Beyond question it would not be in accord with settled law, or with sound policy, to concede, or leave *374grounds for inference, that a wife by failure to discharge her marital duties can extort a conveyance of her husband’s property, and lawfully claim it as against her husband’s creditors. However, under the special facts of the present case, we believe the wife’s demand was made in good faith, and was reasonable. In addition to what has already been said on this subject, it must be noted that the husband’s mother was, so to speak, a stranger in the family, one to whom the wife owed no duty in her capacity as such, and one whose presence added new and onerous duties to those incumbent on her as a wife.
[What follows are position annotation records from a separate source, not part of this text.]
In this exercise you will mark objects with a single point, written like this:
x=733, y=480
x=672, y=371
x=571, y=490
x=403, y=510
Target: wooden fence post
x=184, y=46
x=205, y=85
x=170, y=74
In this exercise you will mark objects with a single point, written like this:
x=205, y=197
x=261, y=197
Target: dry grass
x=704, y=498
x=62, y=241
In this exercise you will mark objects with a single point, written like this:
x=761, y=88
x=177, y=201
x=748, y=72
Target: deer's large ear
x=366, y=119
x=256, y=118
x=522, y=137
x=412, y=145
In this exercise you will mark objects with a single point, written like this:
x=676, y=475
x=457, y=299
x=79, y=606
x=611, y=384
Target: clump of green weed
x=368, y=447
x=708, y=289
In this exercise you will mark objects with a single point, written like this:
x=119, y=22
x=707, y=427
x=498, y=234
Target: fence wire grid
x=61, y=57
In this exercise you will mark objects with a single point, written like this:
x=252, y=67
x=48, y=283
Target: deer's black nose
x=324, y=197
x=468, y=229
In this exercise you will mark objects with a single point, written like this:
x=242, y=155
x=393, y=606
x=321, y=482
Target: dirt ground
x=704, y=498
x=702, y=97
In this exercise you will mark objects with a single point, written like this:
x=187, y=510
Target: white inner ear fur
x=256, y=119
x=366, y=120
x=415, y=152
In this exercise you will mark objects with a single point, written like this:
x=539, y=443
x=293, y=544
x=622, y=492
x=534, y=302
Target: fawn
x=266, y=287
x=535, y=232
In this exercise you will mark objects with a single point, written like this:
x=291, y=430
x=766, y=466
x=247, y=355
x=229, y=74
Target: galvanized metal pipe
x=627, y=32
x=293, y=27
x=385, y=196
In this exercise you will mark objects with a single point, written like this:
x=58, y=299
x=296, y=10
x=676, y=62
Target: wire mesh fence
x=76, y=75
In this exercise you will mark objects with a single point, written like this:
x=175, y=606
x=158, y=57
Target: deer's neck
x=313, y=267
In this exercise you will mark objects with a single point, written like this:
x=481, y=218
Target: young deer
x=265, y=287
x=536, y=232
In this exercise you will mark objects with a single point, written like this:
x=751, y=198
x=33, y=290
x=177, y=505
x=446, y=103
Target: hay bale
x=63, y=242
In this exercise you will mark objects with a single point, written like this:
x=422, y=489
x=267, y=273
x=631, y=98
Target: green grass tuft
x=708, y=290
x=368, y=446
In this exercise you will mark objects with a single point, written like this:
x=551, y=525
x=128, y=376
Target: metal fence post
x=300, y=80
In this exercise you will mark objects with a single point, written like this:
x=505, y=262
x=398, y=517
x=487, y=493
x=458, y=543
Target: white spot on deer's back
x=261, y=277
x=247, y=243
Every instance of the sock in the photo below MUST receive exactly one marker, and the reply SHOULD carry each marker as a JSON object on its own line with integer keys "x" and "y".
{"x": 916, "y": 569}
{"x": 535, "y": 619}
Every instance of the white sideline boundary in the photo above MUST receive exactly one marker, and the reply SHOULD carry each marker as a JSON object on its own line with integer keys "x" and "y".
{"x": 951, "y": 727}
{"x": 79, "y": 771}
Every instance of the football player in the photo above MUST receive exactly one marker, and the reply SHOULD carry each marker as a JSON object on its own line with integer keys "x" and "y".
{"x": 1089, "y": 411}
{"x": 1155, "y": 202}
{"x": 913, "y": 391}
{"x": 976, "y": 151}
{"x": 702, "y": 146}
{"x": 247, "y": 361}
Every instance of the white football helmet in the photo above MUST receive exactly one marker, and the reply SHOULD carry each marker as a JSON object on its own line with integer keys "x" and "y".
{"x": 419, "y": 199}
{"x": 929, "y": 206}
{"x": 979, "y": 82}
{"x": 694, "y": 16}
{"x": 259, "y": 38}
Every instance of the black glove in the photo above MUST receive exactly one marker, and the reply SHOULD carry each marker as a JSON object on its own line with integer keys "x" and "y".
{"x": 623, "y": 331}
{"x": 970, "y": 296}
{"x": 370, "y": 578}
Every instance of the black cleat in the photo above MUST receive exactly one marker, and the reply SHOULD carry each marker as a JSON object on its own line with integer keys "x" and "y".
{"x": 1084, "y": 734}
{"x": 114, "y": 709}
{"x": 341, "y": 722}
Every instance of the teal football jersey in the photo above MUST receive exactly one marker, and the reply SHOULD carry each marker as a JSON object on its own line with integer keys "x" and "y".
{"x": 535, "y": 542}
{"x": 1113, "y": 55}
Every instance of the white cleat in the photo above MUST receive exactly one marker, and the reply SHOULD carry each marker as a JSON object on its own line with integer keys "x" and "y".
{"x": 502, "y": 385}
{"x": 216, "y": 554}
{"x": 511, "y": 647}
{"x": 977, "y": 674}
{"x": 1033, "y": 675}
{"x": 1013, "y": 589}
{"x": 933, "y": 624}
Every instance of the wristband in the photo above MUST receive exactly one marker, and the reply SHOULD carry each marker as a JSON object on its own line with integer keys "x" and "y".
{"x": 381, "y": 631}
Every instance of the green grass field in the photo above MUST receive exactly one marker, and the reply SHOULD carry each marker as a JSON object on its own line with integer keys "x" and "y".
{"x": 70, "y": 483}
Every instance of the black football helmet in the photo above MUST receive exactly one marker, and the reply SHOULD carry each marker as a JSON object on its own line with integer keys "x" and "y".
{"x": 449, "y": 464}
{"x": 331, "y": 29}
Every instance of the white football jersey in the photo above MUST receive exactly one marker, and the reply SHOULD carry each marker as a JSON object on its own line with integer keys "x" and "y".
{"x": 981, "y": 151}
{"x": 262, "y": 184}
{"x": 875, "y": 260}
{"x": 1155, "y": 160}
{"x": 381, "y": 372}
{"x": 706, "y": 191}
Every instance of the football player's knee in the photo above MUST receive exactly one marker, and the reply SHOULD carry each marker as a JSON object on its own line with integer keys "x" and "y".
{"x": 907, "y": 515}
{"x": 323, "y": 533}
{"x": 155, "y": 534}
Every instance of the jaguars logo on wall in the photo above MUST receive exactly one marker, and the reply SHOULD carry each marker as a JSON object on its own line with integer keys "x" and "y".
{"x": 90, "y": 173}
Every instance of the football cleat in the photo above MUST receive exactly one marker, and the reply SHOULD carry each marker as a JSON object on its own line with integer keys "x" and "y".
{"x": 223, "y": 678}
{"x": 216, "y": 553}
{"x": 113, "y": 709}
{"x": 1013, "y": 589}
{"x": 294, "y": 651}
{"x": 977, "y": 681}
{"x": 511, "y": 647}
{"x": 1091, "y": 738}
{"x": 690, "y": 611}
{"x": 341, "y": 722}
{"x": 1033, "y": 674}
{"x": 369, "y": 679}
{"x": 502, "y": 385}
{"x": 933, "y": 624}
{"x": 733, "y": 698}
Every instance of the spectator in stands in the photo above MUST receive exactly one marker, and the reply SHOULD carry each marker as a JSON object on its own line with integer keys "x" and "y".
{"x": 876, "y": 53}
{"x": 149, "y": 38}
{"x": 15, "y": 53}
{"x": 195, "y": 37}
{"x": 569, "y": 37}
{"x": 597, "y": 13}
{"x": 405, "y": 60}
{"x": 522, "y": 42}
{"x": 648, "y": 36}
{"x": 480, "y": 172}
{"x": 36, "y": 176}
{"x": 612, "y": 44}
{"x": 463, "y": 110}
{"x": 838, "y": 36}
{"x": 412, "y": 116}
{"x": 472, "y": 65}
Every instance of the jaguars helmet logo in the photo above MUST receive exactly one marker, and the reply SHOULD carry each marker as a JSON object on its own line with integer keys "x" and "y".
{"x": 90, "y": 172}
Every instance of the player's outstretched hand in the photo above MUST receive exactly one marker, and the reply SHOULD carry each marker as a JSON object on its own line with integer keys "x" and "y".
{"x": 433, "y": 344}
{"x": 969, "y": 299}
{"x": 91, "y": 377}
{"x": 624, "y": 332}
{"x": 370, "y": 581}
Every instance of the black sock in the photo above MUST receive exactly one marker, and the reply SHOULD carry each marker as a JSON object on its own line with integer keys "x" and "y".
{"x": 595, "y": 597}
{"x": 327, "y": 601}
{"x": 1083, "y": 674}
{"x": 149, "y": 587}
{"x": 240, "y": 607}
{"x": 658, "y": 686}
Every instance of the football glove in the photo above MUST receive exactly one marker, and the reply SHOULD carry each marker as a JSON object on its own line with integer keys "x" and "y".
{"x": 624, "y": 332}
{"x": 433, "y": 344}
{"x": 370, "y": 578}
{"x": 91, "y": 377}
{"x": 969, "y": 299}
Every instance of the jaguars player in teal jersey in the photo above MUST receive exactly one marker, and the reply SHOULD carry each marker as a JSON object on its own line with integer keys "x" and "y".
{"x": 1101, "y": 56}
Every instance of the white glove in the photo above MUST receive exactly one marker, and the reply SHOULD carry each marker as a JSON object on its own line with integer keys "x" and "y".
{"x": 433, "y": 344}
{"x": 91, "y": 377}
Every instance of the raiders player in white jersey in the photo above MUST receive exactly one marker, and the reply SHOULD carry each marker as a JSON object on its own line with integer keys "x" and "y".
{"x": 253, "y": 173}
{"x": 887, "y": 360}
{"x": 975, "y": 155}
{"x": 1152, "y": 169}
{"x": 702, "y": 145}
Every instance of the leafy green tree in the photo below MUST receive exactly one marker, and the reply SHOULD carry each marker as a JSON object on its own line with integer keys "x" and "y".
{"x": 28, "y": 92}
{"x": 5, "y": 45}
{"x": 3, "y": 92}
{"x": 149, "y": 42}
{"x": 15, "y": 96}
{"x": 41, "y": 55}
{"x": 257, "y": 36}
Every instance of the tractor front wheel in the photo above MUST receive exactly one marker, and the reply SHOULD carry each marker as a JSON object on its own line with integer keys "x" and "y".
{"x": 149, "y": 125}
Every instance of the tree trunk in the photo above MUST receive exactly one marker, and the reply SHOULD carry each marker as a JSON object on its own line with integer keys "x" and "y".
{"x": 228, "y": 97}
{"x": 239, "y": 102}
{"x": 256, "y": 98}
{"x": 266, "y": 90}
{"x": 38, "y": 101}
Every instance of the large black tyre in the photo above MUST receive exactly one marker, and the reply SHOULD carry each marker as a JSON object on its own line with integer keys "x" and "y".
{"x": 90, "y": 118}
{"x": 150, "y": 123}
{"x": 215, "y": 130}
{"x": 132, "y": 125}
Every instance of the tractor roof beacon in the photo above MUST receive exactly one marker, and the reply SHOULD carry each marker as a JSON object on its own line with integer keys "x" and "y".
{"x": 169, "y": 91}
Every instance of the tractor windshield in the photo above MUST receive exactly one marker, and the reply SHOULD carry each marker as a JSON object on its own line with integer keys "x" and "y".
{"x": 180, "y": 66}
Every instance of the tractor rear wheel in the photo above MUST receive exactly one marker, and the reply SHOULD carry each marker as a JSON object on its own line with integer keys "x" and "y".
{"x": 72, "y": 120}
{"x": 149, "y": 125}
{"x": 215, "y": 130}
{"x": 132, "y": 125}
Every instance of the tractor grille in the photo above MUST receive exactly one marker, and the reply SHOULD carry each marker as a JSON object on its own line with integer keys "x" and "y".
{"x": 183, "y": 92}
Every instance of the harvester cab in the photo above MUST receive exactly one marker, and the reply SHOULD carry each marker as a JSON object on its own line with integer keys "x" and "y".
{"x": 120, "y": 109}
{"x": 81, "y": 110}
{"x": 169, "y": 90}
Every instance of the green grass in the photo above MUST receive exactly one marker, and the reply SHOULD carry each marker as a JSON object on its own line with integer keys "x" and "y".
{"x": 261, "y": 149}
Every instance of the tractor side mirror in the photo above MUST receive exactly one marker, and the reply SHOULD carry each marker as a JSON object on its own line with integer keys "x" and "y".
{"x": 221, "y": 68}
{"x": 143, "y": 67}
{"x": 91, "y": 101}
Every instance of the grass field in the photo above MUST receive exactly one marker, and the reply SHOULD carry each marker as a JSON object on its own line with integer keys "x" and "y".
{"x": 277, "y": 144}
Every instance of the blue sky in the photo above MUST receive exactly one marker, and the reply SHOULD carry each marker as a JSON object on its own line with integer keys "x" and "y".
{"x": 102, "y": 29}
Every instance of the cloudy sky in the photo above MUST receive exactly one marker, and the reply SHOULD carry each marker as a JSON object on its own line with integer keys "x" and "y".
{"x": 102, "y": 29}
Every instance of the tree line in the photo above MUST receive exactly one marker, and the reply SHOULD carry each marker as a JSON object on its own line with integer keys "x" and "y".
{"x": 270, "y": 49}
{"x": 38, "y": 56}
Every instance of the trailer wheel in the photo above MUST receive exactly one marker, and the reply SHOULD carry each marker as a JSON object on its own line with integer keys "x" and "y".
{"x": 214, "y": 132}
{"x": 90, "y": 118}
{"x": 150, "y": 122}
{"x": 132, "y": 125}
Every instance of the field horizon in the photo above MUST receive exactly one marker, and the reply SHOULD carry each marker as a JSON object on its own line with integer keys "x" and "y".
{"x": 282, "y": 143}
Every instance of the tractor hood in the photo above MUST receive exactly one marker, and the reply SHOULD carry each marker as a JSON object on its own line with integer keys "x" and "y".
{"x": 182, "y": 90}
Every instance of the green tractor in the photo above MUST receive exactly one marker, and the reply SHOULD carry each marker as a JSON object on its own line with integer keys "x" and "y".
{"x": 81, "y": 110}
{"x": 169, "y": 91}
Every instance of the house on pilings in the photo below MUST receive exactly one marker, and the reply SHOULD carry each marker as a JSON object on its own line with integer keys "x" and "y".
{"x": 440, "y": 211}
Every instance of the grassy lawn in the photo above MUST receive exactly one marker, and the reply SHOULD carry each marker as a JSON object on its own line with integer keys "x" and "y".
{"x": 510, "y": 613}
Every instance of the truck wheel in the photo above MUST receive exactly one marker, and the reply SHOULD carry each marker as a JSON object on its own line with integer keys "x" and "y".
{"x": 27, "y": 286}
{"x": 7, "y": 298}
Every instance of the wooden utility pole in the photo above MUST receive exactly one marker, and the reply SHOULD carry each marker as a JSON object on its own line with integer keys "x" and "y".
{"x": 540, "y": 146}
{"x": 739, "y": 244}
And, while it is true that many women perform without compensation, and without complaint, and with a compassion worthy of reverence, the duty thus imposed by their husbands, it is no more than right that, where the husband is himself receiving special compensation from his relative, and he devolves the whole care of her upon his wife, the latter should be permitted to enjoy such special compensation as her separate estate.

There were other points made in the briefs, all of which have been considered, but we think those which we have stated are sufficient to support the conclusions we have reached.

The result is that the decree of the'court of civil appeals is affirmed.